И в этот момент П. К. Коковцов вновь предпринял энергичные шаги, теперь – по поиску средств. По сути, ему удалось организовать совместную петицию членов Академии наук (притом не связанных непосредственно с востоковедением) в пользу приобретения тарифа. Наконец, Эрмитаж и Академия уладили разногласия, и деньги были выделены из запасных средств Министерства финансов. 23 февраля 1904 г. Пальмирский тариф стал собственностью Эрмитажа, а право его первой публикации памятника осталось за П. К. Коковцоым.
Первооткрыватель Пальмирского тарифа С. С. Абамелек-Лазарев написал Павлу Константиновичу письмо с восторженными словами: «Вот что значит энергия и настойчивость одного человека, единственно Вам Россия обязана этой научной победой».
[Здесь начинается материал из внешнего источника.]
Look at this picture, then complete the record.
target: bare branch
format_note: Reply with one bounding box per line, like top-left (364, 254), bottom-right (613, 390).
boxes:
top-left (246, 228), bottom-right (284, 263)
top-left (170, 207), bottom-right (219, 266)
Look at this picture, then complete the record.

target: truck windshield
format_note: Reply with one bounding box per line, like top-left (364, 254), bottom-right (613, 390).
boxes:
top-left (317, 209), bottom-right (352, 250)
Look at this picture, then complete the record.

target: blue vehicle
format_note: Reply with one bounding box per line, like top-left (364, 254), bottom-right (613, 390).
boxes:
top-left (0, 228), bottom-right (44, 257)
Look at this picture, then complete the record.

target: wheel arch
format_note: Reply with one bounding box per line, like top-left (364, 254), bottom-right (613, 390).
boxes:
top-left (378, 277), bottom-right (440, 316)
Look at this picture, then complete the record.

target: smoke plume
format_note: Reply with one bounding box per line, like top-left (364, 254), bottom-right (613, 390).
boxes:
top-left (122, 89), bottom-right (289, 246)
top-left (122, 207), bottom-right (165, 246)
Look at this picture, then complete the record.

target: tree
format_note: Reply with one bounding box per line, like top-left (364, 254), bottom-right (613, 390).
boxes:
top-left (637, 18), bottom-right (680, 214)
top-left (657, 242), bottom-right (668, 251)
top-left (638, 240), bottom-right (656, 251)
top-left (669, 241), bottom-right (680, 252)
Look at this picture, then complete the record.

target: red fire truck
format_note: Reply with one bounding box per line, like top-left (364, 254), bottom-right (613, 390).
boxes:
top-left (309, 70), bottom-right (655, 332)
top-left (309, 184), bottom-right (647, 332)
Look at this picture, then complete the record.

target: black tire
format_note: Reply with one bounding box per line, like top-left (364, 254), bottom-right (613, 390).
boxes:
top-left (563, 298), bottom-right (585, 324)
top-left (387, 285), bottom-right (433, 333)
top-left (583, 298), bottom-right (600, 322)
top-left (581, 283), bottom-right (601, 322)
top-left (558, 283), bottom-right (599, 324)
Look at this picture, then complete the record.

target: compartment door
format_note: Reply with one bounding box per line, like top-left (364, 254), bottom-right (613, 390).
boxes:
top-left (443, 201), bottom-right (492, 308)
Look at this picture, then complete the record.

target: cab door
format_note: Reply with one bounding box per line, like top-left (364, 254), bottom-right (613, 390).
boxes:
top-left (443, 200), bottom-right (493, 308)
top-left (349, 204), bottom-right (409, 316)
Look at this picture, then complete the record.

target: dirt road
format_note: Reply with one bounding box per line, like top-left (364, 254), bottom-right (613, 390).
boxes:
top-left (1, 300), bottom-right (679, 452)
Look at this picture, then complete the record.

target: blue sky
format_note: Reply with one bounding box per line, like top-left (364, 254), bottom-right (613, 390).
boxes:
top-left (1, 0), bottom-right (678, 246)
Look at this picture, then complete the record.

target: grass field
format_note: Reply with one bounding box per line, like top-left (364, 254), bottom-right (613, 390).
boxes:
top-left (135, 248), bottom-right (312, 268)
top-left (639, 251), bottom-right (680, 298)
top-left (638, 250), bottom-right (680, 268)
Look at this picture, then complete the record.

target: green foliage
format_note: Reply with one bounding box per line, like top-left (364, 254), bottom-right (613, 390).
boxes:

Почти сразу после приобретения Пальмирского тарифа П. К. Коковцов приступил к его обстоятельному исследованию. Первоначально он предполагал издать арамейскую часть текста как самую ценную (ведь именно на этой разновидности арамейского языка говорили Иисус и его ученики, как и большинство населения Палестины новозаветного времени), но потом решил привлечь и греческий текст. Текст должен был быть снабжён параллельным материалом из библейской и постбиблейской литературы, а также сирийской и античной литературы эллинистического периода. По настоянию П. К. Коковцова в типографии Академии наук был даже разработан специальный шрифт для публикации тарифа. К сожалению, грандиозная работа, начатая учёным, так и не была завершена ввиду того, что Пальмирский тариф был опубликован Ж.-Б. Шабо в «Корпусе семитских надписей», изданном французской Академией надписей. Несомненно, что по охвату материала исследование П. К. Коковцова превосходило бы то, что сделал Ж.-Б. Шабо, и последний сам письменно сожалел о том, что работа русского учёного не увидела свет.
Материалы П. К. Коковцова, связанные с изучением Пальмирского тарифа, хранятся среди его бумаг в Санкт-Петербургском филиале Архива РАН. Его работа над изучением тарифа была продолжена сотрудником Института востоковедения АН Ильёй Шолеймовичем Шифманом в книге «Пальмирский пошлинный тариф» (1980 г.), которая на данный момент является наиболее полным исследованием памятника на русском языке.